I watched as the barman fetched a bottle from the chiller, popped it, then poured us a long glass each, the bubbles rushing precariously to the rims of the glasses before settling down again.

“You look warm.” Elise’s eyes roamed my face, making me self-consciously flick my hair away from my forehead.

“Dancing always makes me hot.” My cheeks burned even more as I spoke, wishing I’d said something less ridiculous.

Two glasses of champagne appeared in front of us.

“To Jasmine and Casey,” Elise said, lifting her glass to me.
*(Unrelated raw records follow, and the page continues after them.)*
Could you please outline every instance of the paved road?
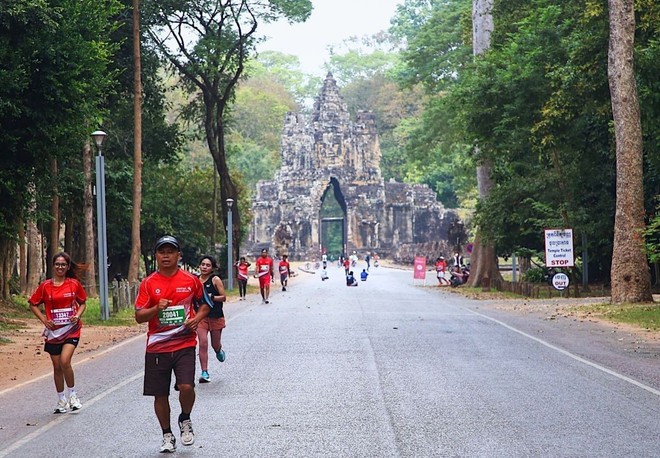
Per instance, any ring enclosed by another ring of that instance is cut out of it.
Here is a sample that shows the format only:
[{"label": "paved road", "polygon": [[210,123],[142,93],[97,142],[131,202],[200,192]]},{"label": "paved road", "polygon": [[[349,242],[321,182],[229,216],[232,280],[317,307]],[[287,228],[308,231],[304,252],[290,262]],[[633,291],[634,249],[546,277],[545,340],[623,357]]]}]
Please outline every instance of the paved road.
[{"label": "paved road", "polygon": [[[413,286],[410,272],[372,268],[357,288],[330,276],[227,305],[227,361],[198,386],[197,440],[177,454],[660,456],[657,384]],[[50,413],[49,378],[0,395],[0,457],[158,455],[143,350],[140,336],[79,362],[74,414]]]}]

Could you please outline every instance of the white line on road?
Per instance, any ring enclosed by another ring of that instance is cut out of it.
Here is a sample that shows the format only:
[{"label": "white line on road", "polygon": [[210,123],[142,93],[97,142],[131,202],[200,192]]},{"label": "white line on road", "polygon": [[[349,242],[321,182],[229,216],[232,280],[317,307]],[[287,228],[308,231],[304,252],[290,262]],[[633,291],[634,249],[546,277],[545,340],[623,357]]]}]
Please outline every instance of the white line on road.
[{"label": "white line on road", "polygon": [[584,358],[582,358],[582,357],[580,357],[580,356],[578,356],[578,355],[575,355],[575,354],[573,354],[573,353],[571,353],[571,352],[569,352],[569,351],[566,351],[566,350],[564,350],[564,349],[562,349],[562,348],[556,347],[556,346],[552,345],[551,343],[546,342],[545,340],[541,340],[541,339],[539,339],[538,337],[534,337],[534,336],[532,336],[532,335],[530,335],[530,334],[527,334],[526,332],[523,332],[523,331],[521,331],[521,330],[519,330],[519,329],[516,329],[516,328],[514,328],[513,326],[509,326],[508,324],[506,324],[506,323],[504,323],[504,322],[502,322],[502,321],[500,321],[500,320],[497,320],[497,319],[495,319],[495,318],[489,317],[488,315],[484,315],[483,313],[475,312],[474,310],[470,310],[470,309],[466,309],[466,310],[469,310],[471,313],[474,313],[475,315],[478,315],[478,316],[480,316],[480,317],[482,317],[482,318],[486,318],[487,320],[493,321],[493,322],[499,324],[500,326],[504,326],[505,328],[507,328],[507,329],[509,329],[509,330],[511,330],[511,331],[513,331],[513,332],[517,332],[517,333],[520,334],[521,336],[527,337],[528,339],[532,339],[532,340],[534,340],[534,341],[540,343],[541,345],[545,345],[546,347],[548,347],[548,348],[550,348],[550,349],[552,349],[552,350],[555,350],[555,351],[561,353],[562,355],[566,355],[566,356],[568,356],[569,358],[573,358],[574,360],[579,361],[579,362],[581,362],[582,364],[586,364],[587,366],[591,366],[591,367],[593,367],[594,369],[598,369],[599,371],[605,372],[606,374],[613,375],[614,377],[616,377],[616,378],[618,378],[618,379],[620,379],[620,380],[623,380],[624,382],[628,382],[628,383],[633,384],[633,385],[635,385],[635,386],[637,386],[637,387],[639,387],[639,388],[641,388],[641,389],[643,389],[643,390],[648,391],[648,392],[651,393],[651,394],[655,394],[656,396],[660,396],[660,390],[656,390],[655,388],[650,387],[650,386],[648,386],[648,385],[644,385],[643,383],[638,382],[638,381],[635,380],[635,379],[632,379],[632,378],[630,378],[630,377],[627,377],[627,376],[625,376],[625,375],[623,375],[623,374],[619,374],[618,372],[615,372],[615,371],[613,371],[612,369],[608,369],[608,368],[605,367],[605,366],[601,366],[600,364],[596,364],[596,363],[594,363],[593,361],[589,361],[588,359],[584,359]]},{"label": "white line on road", "polygon": [[[105,354],[108,353],[108,352],[111,352],[111,351],[113,351],[113,350],[116,350],[116,349],[119,348],[119,347],[123,347],[124,345],[127,345],[127,344],[133,342],[135,339],[140,339],[140,338],[142,338],[142,339],[145,338],[145,337],[144,337],[144,333],[140,333],[140,334],[138,334],[138,335],[136,335],[136,336],[133,336],[133,337],[131,337],[131,338],[129,338],[129,339],[123,340],[123,341],[119,342],[118,344],[112,345],[112,346],[110,346],[110,347],[106,348],[105,350],[100,351],[100,352],[98,352],[98,353],[93,353],[93,354],[87,356],[86,358],[83,358],[83,359],[81,359],[81,360],[78,360],[78,361],[74,362],[74,363],[72,364],[72,366],[75,367],[75,366],[78,366],[79,364],[82,364],[82,363],[84,363],[84,362],[86,362],[86,361],[89,361],[90,359],[98,358],[99,356],[105,355]],[[29,385],[30,383],[34,383],[34,382],[36,382],[36,381],[38,381],[38,380],[41,380],[42,378],[52,377],[52,376],[53,376],[53,372],[50,371],[50,372],[48,372],[48,373],[46,373],[46,374],[40,375],[40,376],[35,377],[35,378],[31,379],[31,380],[27,380],[27,381],[25,381],[25,382],[23,382],[23,383],[19,383],[18,385],[14,385],[14,386],[12,386],[12,387],[10,387],[10,388],[5,388],[4,390],[0,391],[0,396],[2,396],[2,395],[5,394],[5,393],[9,393],[10,391],[15,390],[15,389],[17,389],[17,388],[20,388],[20,387],[22,387],[22,386]]]},{"label": "white line on road", "polygon": [[[131,377],[125,379],[123,382],[113,386],[112,388],[107,389],[107,390],[103,391],[102,393],[97,394],[92,399],[85,402],[85,408],[88,409],[89,407],[96,404],[98,401],[105,398],[106,396],[114,393],[115,391],[119,390],[120,388],[125,387],[129,383],[134,382],[135,380],[141,378],[142,374],[143,374],[143,371],[140,371],[140,372],[132,375]],[[42,435],[43,433],[45,433],[46,431],[48,431],[49,429],[52,429],[55,426],[59,425],[60,423],[66,421],[66,417],[68,415],[76,415],[76,414],[75,413],[62,414],[62,415],[58,416],[55,420],[53,420],[49,423],[46,423],[41,428],[32,431],[30,434],[28,434],[27,436],[23,437],[22,439],[20,439],[16,442],[14,442],[11,446],[7,447],[6,449],[0,450],[0,458],[3,458],[5,456],[9,455],[11,452],[13,452],[15,450],[18,450],[23,445],[30,442],[32,439],[35,439],[36,437],[38,437],[38,436]]]}]

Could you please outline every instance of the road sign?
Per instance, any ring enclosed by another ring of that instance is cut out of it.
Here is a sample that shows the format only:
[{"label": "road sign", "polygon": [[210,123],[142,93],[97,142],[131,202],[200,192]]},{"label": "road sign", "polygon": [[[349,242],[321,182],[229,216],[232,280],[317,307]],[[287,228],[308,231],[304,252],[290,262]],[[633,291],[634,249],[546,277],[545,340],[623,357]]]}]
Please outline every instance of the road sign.
[{"label": "road sign", "polygon": [[415,256],[413,278],[417,280],[426,279],[426,258],[423,256]]},{"label": "road sign", "polygon": [[557,291],[565,290],[568,288],[569,283],[570,280],[568,279],[568,275],[565,273],[557,272],[552,276],[552,286],[554,286]]},{"label": "road sign", "polygon": [[573,229],[545,230],[546,267],[573,267]]}]

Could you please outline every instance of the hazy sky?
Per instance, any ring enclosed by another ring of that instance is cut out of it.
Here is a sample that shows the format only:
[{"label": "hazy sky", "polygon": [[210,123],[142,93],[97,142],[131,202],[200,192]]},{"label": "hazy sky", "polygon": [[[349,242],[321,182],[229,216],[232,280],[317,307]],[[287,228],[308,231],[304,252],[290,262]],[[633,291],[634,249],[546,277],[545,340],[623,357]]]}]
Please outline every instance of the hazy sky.
[{"label": "hazy sky", "polygon": [[323,63],[328,45],[351,36],[371,35],[387,30],[396,5],[403,0],[312,0],[312,15],[302,24],[262,24],[260,31],[269,40],[260,51],[273,50],[298,56],[301,70],[325,76]]}]

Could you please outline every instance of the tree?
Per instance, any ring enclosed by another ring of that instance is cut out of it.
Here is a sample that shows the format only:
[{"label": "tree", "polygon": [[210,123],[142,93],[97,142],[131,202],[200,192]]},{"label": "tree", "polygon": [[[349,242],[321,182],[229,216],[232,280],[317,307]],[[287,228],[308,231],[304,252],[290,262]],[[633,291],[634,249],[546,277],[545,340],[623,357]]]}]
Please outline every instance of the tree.
[{"label": "tree", "polygon": [[633,0],[609,0],[608,77],[616,141],[616,214],[612,302],[652,302],[644,248],[642,129],[633,68]]},{"label": "tree", "polygon": [[[495,28],[493,3],[494,0],[474,0],[472,3],[472,46],[475,56],[484,54],[490,48],[490,37]],[[480,157],[477,165],[479,199],[485,201],[495,185],[493,181],[493,162],[487,154],[481,154],[479,145],[475,145],[475,151],[477,157]],[[477,228],[477,235],[474,238],[471,263],[470,286],[481,286],[486,281],[502,278],[497,265],[495,246],[492,241],[485,239],[479,233],[479,228]]]},{"label": "tree", "polygon": [[133,214],[131,218],[131,260],[128,281],[137,282],[140,265],[142,212],[142,58],[140,56],[140,1],[133,0]]},{"label": "tree", "polygon": [[[227,227],[227,199],[239,201],[227,167],[225,129],[228,108],[246,60],[254,53],[258,22],[284,17],[304,21],[309,0],[175,0],[150,2],[149,35],[161,54],[194,94],[188,115],[203,125],[209,152],[220,175],[222,215]],[[234,240],[240,241],[239,205],[232,207]],[[240,243],[236,243],[236,255]],[[232,254],[234,255],[234,254]]]},{"label": "tree", "polygon": [[[89,135],[86,123],[99,113],[110,85],[107,68],[114,45],[109,34],[117,11],[114,0],[0,5],[1,301],[10,298],[19,225],[50,222],[45,209],[54,188],[44,177],[49,177],[51,158],[64,177],[58,194],[67,193],[73,170],[80,175],[78,151]],[[35,241],[35,226],[28,227]]]}]

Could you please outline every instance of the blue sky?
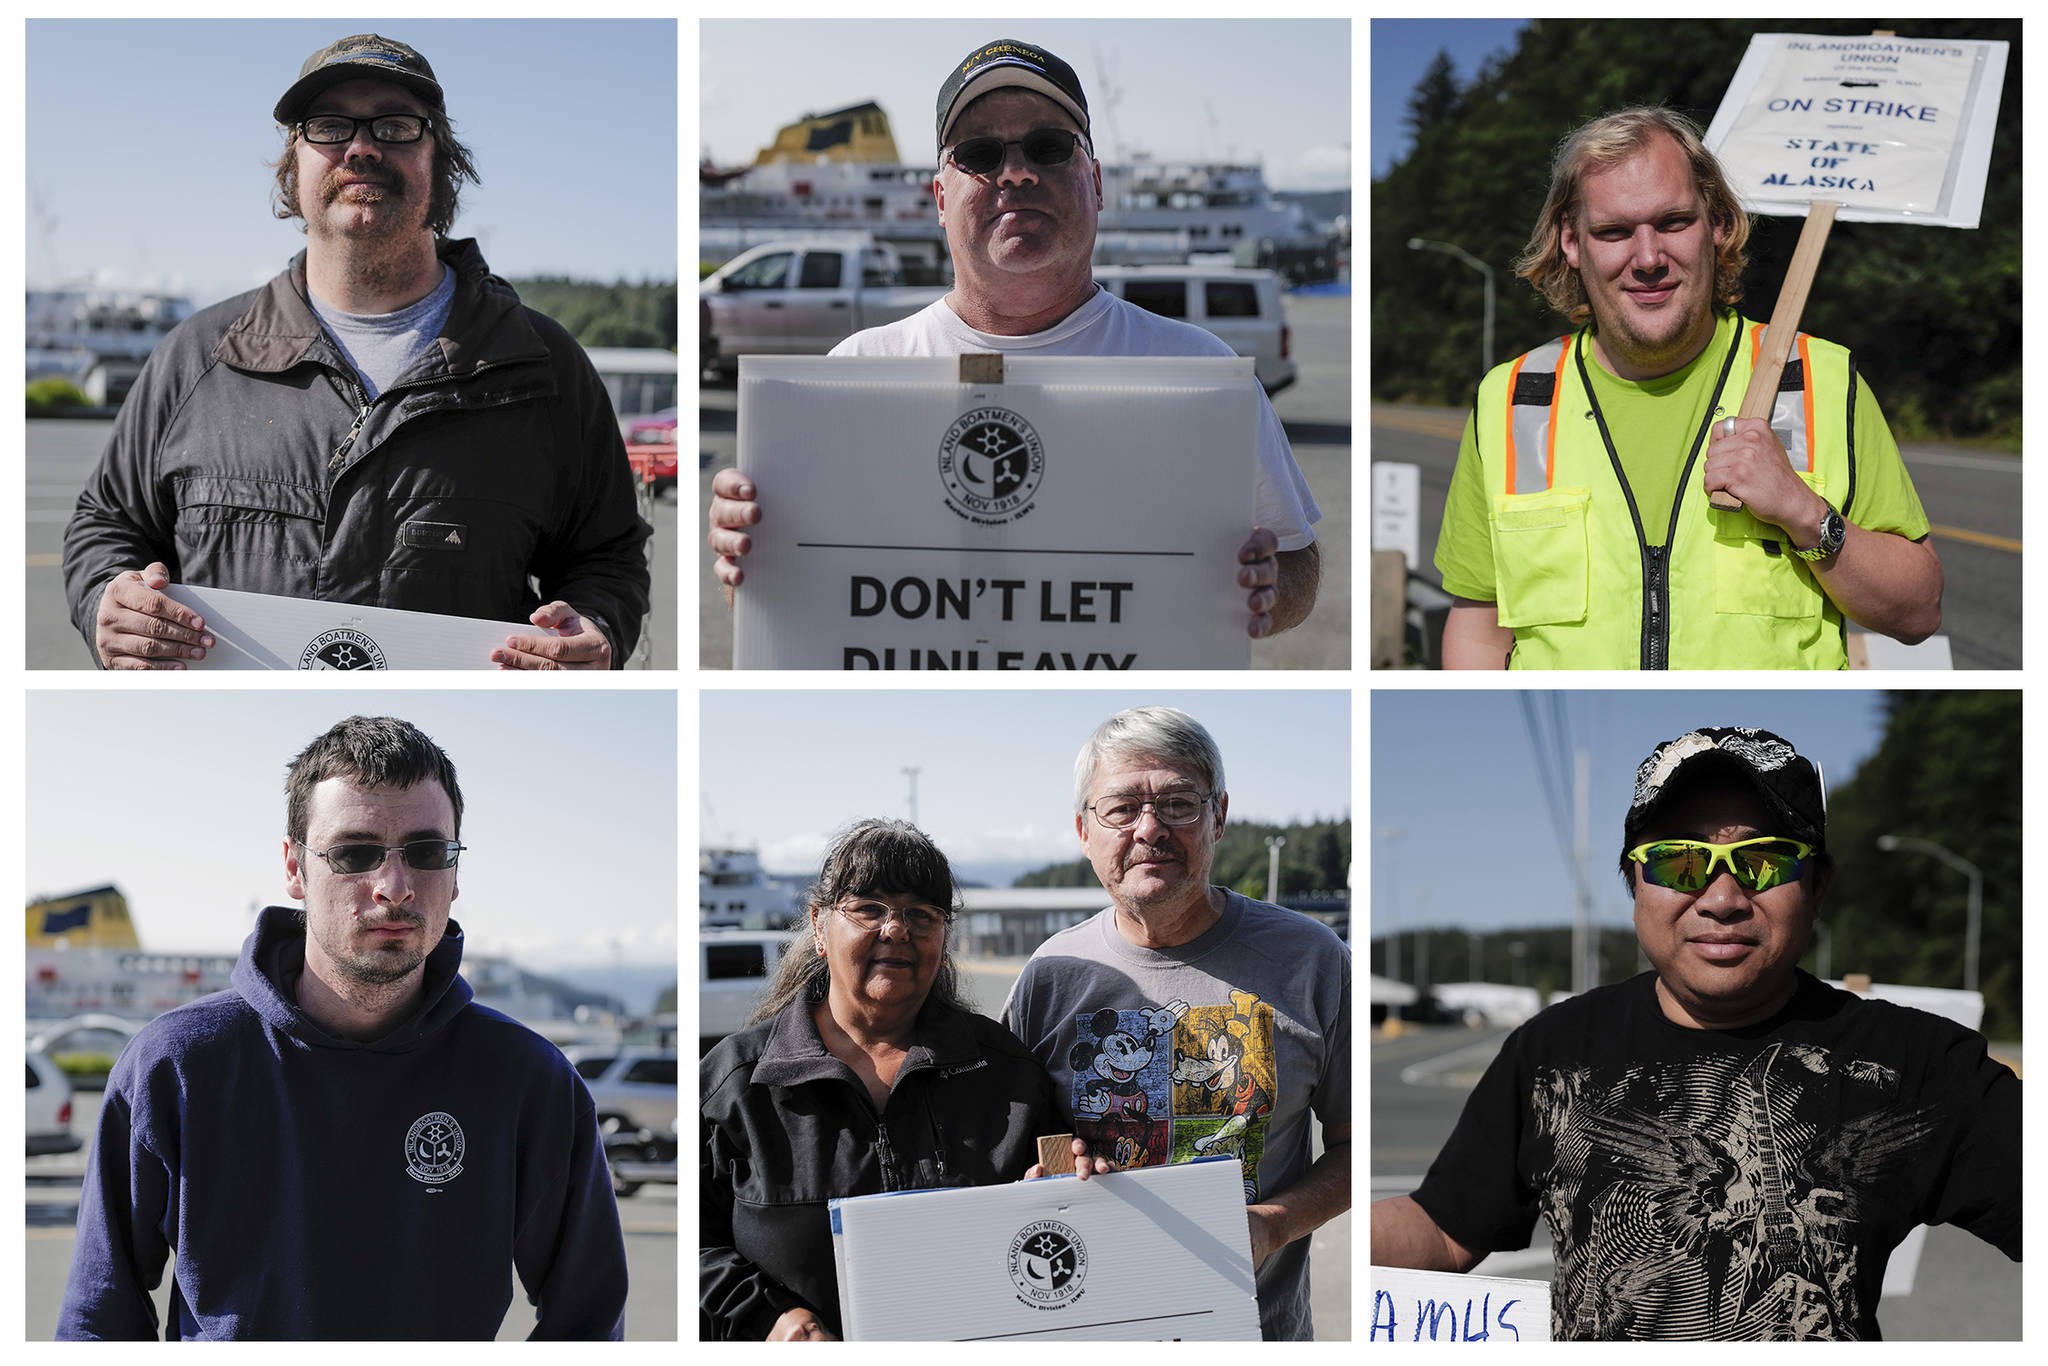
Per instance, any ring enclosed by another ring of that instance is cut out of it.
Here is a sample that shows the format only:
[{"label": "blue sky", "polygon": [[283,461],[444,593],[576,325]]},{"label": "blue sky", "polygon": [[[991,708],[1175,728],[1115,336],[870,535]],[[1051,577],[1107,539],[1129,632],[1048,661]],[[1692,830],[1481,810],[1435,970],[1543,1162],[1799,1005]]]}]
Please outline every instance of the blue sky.
[{"label": "blue sky", "polygon": [[1341,19],[802,19],[699,25],[704,151],[752,161],[805,113],[874,100],[897,150],[933,145],[939,86],[996,38],[1041,43],[1088,95],[1096,150],[1258,159],[1275,189],[1351,184],[1351,25]]},{"label": "blue sky", "polygon": [[[1882,695],[1865,690],[1642,688],[1533,696],[1546,725],[1550,699],[1562,699],[1572,743],[1588,751],[1593,914],[1615,928],[1629,918],[1627,893],[1613,871],[1622,819],[1636,766],[1659,743],[1699,726],[1760,726],[1817,760],[1832,791],[1883,738]],[[1369,831],[1360,822],[1359,839],[1372,840],[1375,936],[1390,926],[1571,923],[1568,845],[1560,846],[1541,795],[1521,697],[1498,689],[1374,694],[1372,822]],[[1567,840],[1571,817],[1567,806]]]},{"label": "blue sky", "polygon": [[28,283],[107,272],[204,306],[304,245],[271,217],[277,97],[314,51],[418,48],[481,185],[455,235],[505,276],[676,278],[672,20],[31,20]]},{"label": "blue sky", "polygon": [[1527,19],[1375,19],[1372,21],[1372,174],[1385,175],[1408,151],[1402,115],[1415,83],[1448,51],[1458,84],[1467,85],[1496,53],[1512,52]]},{"label": "blue sky", "polygon": [[1341,692],[987,688],[706,689],[698,739],[706,845],[758,846],[775,872],[815,872],[827,837],[905,816],[956,863],[1080,856],[1074,756],[1125,707],[1179,707],[1223,754],[1231,815],[1285,823],[1351,810],[1350,698]]},{"label": "blue sky", "polygon": [[235,951],[257,908],[290,904],[285,765],[358,714],[404,717],[455,763],[472,954],[543,973],[675,962],[666,689],[31,691],[27,894],[112,882],[144,947]]}]

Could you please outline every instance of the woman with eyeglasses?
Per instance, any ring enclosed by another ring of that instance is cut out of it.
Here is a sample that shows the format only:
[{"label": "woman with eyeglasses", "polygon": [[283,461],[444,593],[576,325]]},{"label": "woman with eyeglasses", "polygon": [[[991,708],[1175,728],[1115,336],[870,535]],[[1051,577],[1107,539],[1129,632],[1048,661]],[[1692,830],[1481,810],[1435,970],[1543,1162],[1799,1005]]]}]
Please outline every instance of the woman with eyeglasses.
[{"label": "woman with eyeglasses", "polygon": [[842,831],[746,1029],[704,1059],[699,1335],[840,1332],[826,1202],[1014,1181],[1066,1125],[1045,1069],[961,998],[946,856]]}]

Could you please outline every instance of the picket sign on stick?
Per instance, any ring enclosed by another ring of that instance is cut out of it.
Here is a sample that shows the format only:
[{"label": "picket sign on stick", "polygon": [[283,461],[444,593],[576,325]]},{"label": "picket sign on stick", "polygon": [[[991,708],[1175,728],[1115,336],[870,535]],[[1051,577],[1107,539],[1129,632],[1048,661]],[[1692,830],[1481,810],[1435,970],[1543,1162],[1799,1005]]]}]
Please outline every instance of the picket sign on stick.
[{"label": "picket sign on stick", "polygon": [[[1799,334],[1799,315],[1806,311],[1806,296],[1813,292],[1821,250],[1828,244],[1828,229],[1835,225],[1835,210],[1839,207],[1832,199],[1816,199],[1806,215],[1799,245],[1792,250],[1791,268],[1785,272],[1784,287],[1778,291],[1777,307],[1771,310],[1771,324],[1764,329],[1763,350],[1757,355],[1756,368],[1750,371],[1749,387],[1742,391],[1738,417],[1768,420],[1771,416],[1771,407],[1778,399],[1778,377],[1785,372],[1785,361],[1792,354],[1793,338]],[[1734,512],[1742,506],[1742,500],[1726,489],[1715,489],[1707,501],[1723,512]]]},{"label": "picket sign on stick", "polygon": [[[1804,214],[1784,288],[1743,393],[1768,419],[1837,216],[1974,228],[1982,214],[2007,49],[2002,40],[1759,33],[1707,130],[1752,213]],[[1716,508],[1741,506],[1726,490]]]}]

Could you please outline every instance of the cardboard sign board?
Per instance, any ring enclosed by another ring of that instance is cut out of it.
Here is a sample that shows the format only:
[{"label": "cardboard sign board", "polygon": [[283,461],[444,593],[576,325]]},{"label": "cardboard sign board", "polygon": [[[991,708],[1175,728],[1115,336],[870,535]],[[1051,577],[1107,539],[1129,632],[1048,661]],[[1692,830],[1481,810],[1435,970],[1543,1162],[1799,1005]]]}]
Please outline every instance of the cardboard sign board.
[{"label": "cardboard sign board", "polygon": [[1250,662],[1252,363],[740,360],[760,491],[743,669],[1215,669]]},{"label": "cardboard sign board", "polygon": [[401,612],[174,583],[164,590],[206,620],[214,647],[187,669],[495,669],[491,651],[531,622]]},{"label": "cardboard sign board", "polygon": [[1236,1158],[834,1200],[832,1251],[849,1342],[1259,1339]]},{"label": "cardboard sign board", "polygon": [[1372,1268],[1368,1342],[1548,1342],[1550,1285]]},{"label": "cardboard sign board", "polygon": [[1707,129],[1743,206],[1974,228],[2003,42],[1759,33]]}]

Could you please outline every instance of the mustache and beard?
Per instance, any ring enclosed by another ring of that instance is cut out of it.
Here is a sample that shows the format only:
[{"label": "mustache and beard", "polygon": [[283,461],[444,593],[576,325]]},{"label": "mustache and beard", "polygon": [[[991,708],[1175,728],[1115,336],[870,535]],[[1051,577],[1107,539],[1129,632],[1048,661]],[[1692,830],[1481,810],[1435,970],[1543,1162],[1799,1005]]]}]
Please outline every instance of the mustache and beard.
[{"label": "mustache and beard", "polygon": [[[382,208],[406,205],[408,201],[417,202],[417,196],[406,187],[404,177],[366,158],[343,162],[322,175],[319,196],[323,209],[336,206]],[[424,204],[420,206],[420,212],[422,215],[425,213]],[[413,218],[412,214],[379,213],[350,235],[360,235],[365,229],[379,236],[415,232],[421,224],[411,221]]]}]

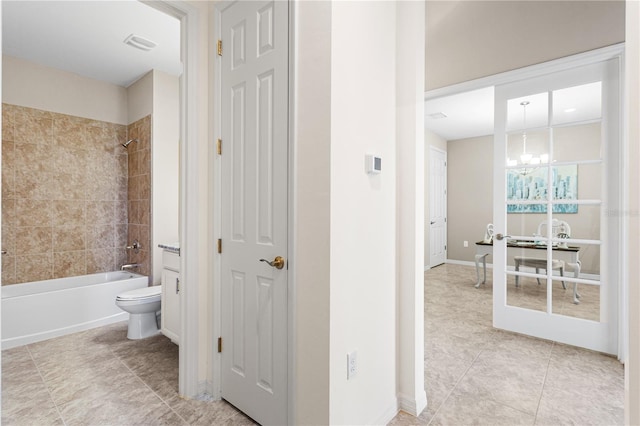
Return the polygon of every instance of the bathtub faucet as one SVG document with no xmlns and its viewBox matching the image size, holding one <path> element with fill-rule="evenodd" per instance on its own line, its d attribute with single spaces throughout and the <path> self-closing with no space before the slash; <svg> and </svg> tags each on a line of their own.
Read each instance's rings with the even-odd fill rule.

“We already did that, didn’t we?” I smiled, taking a small sip, loving how the bubbles pricked my tongue.

“With wine, though,” Elise said. “That doesn’t really count.” She studied me over the top of her glass. “You enjoy playing Jasmine, don’t you?”

“I do,” I replied truthfully. “I can’t imagine her ever not being in my life.”

“You’re so right for the part of her,” Elise said. “I think you totally nail her.”

A sound bite of our first conversation when Elise suggested I was stilted entered my head, and I resisted the urge to respond as I remembered her reaction in the car when I’d mentioned it after another compliment from her.